Whatever the legal position, I think IoD’s advice represents good industrial relations practice – you don’t routinely monitor what your employees say over the coffee machine and on their breaks; instant messaging might be the new “staff room chat” and employees’ privacy should be respected.

It is perhaps the ease with which employers can now monitor communications that has led to more frequent examples of cases in the Courts and Tribunals.

Coffee machine banter was ephemeral – the employer couldn’t know about it short of bugging the machine or eavesdropping through a flimsy wall.

But now comments on IM or via email or on Social Media sites like Facebook can be permanent. They might be copied & pasted, posted elsewhere or transmitted onwards. Even a “deleted” item might be recoverable with the right tech (as Mr Williams discovered to his cost).

Vitally, an employer should communicate its information-sharing and Social Media policies to employees. If emails are likely to be read, employees should be told that’s the case (before they read them, not after the fact).

Employers should think about whether they will allow private messaging or other use of Social Media. If they permit a reasonable number of personal telephone calls, is there by analogy a rationale for permitting a sensible amount of time spent on IMs or similar? If usage is going to be monitored, employees should, again, be told that up front.
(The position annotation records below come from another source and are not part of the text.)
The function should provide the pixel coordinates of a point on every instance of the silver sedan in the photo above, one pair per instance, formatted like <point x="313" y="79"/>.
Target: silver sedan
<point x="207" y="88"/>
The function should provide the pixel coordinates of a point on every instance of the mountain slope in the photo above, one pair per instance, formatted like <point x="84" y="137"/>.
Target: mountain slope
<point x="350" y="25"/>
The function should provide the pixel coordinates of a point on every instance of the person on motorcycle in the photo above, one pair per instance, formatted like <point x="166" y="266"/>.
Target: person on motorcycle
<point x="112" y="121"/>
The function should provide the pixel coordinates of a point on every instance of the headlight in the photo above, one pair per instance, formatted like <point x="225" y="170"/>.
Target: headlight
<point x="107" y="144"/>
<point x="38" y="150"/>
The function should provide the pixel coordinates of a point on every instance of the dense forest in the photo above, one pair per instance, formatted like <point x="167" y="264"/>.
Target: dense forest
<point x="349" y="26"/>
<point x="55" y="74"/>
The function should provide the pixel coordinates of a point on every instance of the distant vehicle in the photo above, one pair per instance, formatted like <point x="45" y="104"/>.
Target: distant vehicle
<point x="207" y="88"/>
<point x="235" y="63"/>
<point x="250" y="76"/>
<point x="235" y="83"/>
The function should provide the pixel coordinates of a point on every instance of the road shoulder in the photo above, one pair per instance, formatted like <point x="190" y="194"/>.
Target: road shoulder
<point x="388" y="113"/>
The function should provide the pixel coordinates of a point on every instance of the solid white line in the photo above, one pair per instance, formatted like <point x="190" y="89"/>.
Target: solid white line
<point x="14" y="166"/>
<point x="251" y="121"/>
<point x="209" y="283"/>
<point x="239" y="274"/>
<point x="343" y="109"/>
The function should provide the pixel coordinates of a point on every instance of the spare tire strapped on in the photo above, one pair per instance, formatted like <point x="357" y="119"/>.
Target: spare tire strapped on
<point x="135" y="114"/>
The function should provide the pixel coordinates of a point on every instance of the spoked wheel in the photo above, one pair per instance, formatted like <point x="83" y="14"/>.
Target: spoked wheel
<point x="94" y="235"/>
In the end if an employee spends too much time on Facebook, they are just as liable to be disciplined as if they spend too long on the phone (or have too much time off). The new media pose some different questions, but a lot of the answers are the same – communicate policies properly, make allowances for the fact that home life inevitably creeps into the workplace from time to time, and take a reasonable and proportionate view about employees looking to do personal things on the firm’s time.

Not only will employees feel valued and respected, but from the employer’s perspective it’s good business sense too, as we see employees putting more and more stock in work-life balance issues when looking for new roles.